Multiple-output vs single-output NNs


I'm trying to build a 5 input-5 output model using LSTM, where all the outputs are the same features as the inputs, predicted in the future.

My question is: is it better to build 5 models, each with the same 5 inputs, but predicting just 1 of the 5 sequences at a time, or is it the same as building 1 model predicting all 5 sequences? In other words, is the accuracy per predicted sequence going to be higher with 5 separate models or will it be the same as 1 model with 5 outputs.

The reason for my confusion is that, in the case of the multiple output model, the hidden layer will be the same; so how would the algorithm go about optimizing the weights so as to minimize error for all output sequences?


Posted 2018-09-18T21:33:31.160

Reputation: 101



In general, you cannot know which is better until you try both with lots of data and evaluate them with a strong statistical test. I know you won't like this answer but this is how neural networks work. Hope this helped


Posted 2018-09-18T21:33:31.160

Reputation: 149


I assume your situation is like this: You receive the first input, and try to predict the second. Then, you receive the true second input and try to predict the third, using both the first and second, and so on..

I think the approach of training 5 neural networks is the most over complicated since you would have to do everything 5 times, build 5 train sets and test sets, train 5 networks and then evaluate 5 networks.

About using RNN, with each input you feed to the network it's hidden state will change, i.e. after you enter the second input the hidden state will change from the previous state, so the output will be different. Regarding the optimization, Theano and PyTorch include implementations of RNN so you don't have to worry about it.

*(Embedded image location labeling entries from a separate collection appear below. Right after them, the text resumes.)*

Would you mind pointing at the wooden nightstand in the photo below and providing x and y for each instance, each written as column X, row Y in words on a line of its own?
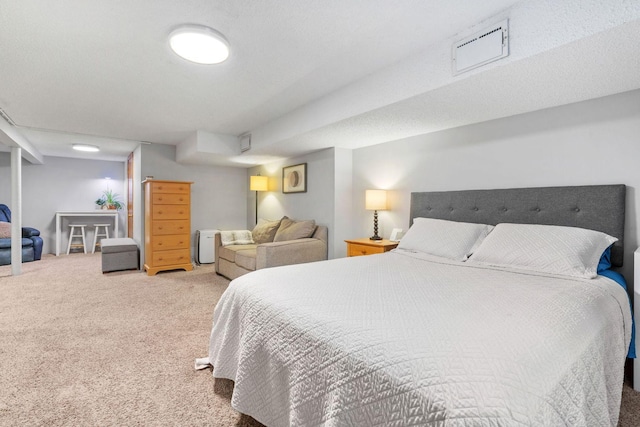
column 358, row 247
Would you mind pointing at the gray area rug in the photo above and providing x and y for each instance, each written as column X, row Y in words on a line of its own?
column 78, row 347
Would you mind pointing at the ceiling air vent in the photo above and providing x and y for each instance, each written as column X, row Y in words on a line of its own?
column 245, row 142
column 483, row 47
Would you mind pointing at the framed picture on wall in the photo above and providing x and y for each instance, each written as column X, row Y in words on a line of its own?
column 294, row 179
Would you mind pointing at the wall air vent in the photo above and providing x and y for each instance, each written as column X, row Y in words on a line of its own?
column 245, row 142
column 483, row 47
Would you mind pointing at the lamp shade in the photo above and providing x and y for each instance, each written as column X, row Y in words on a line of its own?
column 376, row 200
column 259, row 183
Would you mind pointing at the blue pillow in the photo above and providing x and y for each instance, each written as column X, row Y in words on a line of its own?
column 605, row 260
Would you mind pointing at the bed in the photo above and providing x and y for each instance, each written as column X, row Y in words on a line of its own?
column 411, row 338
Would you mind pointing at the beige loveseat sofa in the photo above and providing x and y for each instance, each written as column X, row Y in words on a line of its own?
column 275, row 243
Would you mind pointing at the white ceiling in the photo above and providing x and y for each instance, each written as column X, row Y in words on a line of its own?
column 303, row 75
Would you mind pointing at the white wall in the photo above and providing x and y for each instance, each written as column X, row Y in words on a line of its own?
column 62, row 184
column 328, row 181
column 592, row 142
column 218, row 194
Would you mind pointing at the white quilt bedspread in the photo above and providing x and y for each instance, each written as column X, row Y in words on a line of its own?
column 395, row 340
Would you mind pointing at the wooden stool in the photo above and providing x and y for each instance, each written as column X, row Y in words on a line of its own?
column 98, row 234
column 72, row 236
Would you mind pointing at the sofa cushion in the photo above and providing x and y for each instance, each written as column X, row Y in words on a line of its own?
column 229, row 252
column 293, row 230
column 6, row 243
column 246, row 259
column 5, row 230
column 265, row 231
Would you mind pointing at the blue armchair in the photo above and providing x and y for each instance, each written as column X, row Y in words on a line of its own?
column 31, row 241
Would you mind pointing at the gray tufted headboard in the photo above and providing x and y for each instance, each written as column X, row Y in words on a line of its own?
column 596, row 207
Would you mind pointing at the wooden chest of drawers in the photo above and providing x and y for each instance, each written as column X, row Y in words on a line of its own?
column 167, row 226
column 358, row 247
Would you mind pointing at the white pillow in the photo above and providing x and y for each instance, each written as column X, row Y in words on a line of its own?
column 568, row 251
column 448, row 239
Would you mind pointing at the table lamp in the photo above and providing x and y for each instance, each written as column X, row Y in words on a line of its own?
column 375, row 200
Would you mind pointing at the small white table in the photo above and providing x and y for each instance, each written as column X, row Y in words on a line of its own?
column 85, row 214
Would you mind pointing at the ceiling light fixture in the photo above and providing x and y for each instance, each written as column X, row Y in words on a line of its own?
column 86, row 147
column 199, row 44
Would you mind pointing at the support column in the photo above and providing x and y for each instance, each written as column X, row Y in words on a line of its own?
column 16, row 211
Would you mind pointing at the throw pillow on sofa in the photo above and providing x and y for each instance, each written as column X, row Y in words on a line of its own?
column 265, row 231
column 5, row 230
column 293, row 230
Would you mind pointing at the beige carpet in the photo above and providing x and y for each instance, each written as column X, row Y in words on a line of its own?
column 79, row 348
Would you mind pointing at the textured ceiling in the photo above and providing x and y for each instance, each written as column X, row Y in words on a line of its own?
column 302, row 75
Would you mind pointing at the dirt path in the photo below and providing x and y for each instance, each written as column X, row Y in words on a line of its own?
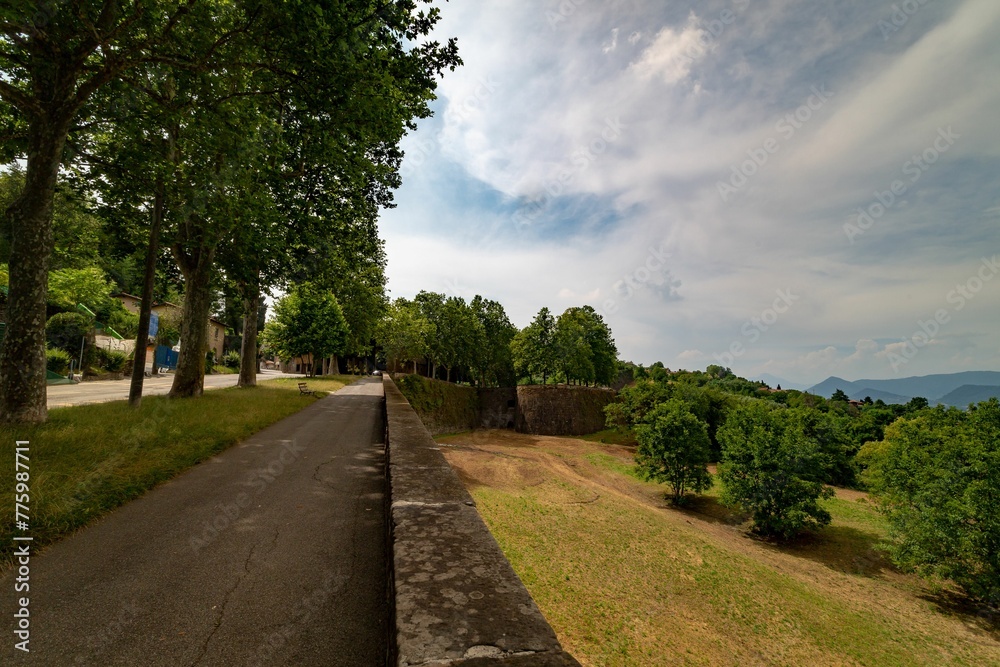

Finally, since you have a maximum size for the input, maybe you could try training a regular NN with an input size of five times the size of your inputs, and use paddings (like zeros or another value that could not be present in the real inputs) to fill the input when it does not contain the five elements.

Hope this can help, but as the other solution said, you can not know which solution will work better, since it highly depends on your data, but there are solutions that can be faster and easier to implement.

Sebastian Amenabar

Posted 2018-09-18T21:33:31.160

Reputation: 66